In my book, it provides a sample about cross-validation.
housing<-read.table("http://www.jaredlander.com/data/housing.csv",sep=",",header=TRUE,stringAsFactors=FALSE)
names(housing)<-c("neighborhood","class","units","yearbuilt","sqft","income","incomepersqft","expense","valuepersqft","boro")
cv.work<-function(fun,k,data,cost=function(y,yhat)mean((y-yhat)^2),response="y",...)

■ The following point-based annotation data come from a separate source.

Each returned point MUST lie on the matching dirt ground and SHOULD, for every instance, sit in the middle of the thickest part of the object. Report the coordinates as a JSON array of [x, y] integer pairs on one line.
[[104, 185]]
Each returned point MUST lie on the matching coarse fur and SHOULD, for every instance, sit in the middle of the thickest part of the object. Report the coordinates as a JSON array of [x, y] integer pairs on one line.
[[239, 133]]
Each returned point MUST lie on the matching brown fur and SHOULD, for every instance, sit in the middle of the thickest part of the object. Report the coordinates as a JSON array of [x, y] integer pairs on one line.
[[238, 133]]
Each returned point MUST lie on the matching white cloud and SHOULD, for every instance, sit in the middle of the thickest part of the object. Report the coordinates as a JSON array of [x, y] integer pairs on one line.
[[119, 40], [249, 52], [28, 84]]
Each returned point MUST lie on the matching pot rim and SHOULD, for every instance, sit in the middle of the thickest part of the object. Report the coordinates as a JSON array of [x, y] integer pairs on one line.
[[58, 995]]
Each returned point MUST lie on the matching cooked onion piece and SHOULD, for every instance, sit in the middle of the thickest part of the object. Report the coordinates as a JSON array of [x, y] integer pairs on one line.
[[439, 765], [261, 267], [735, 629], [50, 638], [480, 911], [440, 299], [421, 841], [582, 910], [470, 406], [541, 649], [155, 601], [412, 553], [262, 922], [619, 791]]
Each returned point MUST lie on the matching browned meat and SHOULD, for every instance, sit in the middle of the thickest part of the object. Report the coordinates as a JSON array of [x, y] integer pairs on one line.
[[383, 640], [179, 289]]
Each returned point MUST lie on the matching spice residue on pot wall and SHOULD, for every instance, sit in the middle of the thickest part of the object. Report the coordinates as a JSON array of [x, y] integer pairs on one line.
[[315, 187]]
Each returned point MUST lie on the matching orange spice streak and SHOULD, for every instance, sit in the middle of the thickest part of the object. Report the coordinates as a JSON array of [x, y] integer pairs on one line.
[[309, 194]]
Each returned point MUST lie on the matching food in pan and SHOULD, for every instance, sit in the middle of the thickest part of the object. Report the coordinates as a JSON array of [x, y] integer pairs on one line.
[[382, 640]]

+ {folds<-data.frame(Fold=sample(rep(x=1:k,length.out=nrow(data))),Row=1:nrow(data))
+ error<-0
+ for(f in 1:max(folds$Fold))
+ {
+ theRows<-folds$Row[folds$Fold==f]
+ mod<-fun(data=data[-theRows,],...)
+ pred<-predict(mod,data[theRows,])
+ error<-error+cost(data[theRows,response],pred)*(length(theRows)/nrow(data))
+ }
+ return(error)
+ }
cv1<-cv.work(lm,5,housing,response = "valuepersqft",formula=valuepersqft~units*sqft+boro)
I repeat the book's code but get the different result and another problem is that the numeric result of cv1 will change when I repeat cv1.
So why the same codes and same dataset will produce different numbers.
Thanks!